Figure 5. Translational activation of ACC1 via eIF4E sustains a metabolic feed-forward loop that completes the metabolic reprogramming to an effector phenotype.

(A) Schematic drawing illustrating the inhibitory effect on translation initiation by 4EGi-1. 4EGI-1 binds to eIF4E and inhibits eIF4E1-eIF4G1 interaction. (B) Polysomal profiles of CD4⁺ T cells activated in the absence or presence of 4EGi-1. Right, quantification of ACC1 and RPS29 mRNA levels of three replicates in polysomes (CD4⁺ T cells for each replicate were from two different healthy donors). Data are mean ± sd. p values are determined by two-tailed Student’s t-tests. * * * P < 0.001. (C) Immunoblot representative of three independent experiments showing ACC1 expression in CD4⁺ T cells activated in the presence of 4EGi-1. ACC1 expression depends from eIF4F activation. (D) Predicted secondary structures of the 5’-UTR sequence of the ACC1 mRNA. (E) Schematic of the reporter designed to assess the effect of ACC1 5’ on Renilla luciferase protein expression. Right, quantification of three replicates of the relative Renilla luciferase activity of pRL and ACC1 5’-UTR constructs in the absence (control) or presence of 4EGi-1. Data are mean ± sd. p values are determined by two-tailed Student’s t-tests. * * P < 0.01, * * * P < 0.001. (F-H) 4EGi-1 treatment reduces the glycolytic intermediates, Pyruvate (E) and Lactate (F) and respiration (G). Data represent the average of three replicates. Data are mean ± sd. p values are determined by two-tailed Student’s t-tests. * P < 0.05, * * P < 0.01, * * * P < 0.001. (I) Flow cytometry plots representative of three independent experiments showing IFN-γ production in CD4⁺ T cells activated in the presence of 4EGi-1. Numbers in quadrants indicate percentage of cells. Right, quantification of flow cytometry data. Data are mean ± sd. p values are determined by two-tailed Student’s t-tests. * * P < 0.01.

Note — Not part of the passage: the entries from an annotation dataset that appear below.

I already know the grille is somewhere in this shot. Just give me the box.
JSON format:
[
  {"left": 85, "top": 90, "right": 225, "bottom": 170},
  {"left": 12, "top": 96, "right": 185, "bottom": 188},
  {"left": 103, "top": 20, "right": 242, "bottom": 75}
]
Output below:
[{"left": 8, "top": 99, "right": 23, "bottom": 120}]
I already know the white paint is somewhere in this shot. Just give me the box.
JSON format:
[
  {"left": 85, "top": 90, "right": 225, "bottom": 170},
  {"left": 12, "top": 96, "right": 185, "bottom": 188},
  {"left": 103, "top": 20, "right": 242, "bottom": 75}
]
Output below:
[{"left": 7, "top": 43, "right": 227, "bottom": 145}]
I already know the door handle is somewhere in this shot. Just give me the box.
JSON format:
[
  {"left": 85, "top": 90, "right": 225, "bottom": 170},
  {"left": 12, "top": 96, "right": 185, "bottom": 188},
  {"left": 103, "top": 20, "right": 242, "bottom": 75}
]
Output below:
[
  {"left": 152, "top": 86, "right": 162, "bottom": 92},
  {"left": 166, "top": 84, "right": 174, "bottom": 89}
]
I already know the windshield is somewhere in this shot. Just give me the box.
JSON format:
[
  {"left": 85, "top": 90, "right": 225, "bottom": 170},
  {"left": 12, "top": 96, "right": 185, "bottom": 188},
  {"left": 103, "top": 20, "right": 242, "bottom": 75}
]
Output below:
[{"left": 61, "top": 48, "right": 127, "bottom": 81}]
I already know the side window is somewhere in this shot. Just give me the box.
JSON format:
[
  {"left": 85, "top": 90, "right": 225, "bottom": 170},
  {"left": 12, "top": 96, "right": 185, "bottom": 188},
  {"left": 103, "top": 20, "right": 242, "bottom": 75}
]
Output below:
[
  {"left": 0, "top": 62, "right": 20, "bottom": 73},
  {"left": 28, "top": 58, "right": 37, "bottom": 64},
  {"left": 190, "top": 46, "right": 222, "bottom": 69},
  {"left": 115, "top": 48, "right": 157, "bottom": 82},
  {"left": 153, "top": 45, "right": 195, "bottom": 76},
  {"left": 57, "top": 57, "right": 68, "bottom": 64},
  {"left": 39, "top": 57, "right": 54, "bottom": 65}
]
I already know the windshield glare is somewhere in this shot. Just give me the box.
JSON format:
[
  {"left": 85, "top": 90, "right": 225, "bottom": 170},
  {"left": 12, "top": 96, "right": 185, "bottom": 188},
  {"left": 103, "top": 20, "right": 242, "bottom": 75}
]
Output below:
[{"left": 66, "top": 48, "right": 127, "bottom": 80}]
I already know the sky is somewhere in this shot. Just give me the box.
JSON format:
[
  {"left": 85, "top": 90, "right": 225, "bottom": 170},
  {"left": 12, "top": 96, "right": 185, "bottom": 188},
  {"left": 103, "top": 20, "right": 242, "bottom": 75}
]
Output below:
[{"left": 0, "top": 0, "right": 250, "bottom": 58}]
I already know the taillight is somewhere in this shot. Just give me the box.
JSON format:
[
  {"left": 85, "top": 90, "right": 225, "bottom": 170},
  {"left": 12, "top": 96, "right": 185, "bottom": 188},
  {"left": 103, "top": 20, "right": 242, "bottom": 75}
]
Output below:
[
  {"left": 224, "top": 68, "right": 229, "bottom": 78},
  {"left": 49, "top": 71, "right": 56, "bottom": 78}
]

Figure 6. eIF4E-dependent ACC1 translation inhibition constrains Th17 cell polarization towards anti-inflammatory Foxp3⁺ regulatory T cells (Treg).

(A) Flow cytometry plots representative of three independent experiments showing IL-17⁺ and Foxp3⁺ in Th17 differentiating cells in the presence of 4EGi-1. Right, quantification of flow cytometry data. Data are mean ± sd. p values are determined by two-tailed Student’s t-tests. * * * P < 0.001. (B-C) Translation of RORγt and Foxp3 is independent of eIF4F complex formation in Th17 differentiating cells. Bar graphs of three independent experiments showing relative mRNA (qRT-PCR) and protein levels (FACS) of either RORγt (B) or Foxp3 (C) in Th17 differentiating cells in the absence or presence of 4EGi-1. Data are mean ± sd. p values are determined by two-tailed Student’s t-tests. * * P < 0.01, * * * P < 0.001.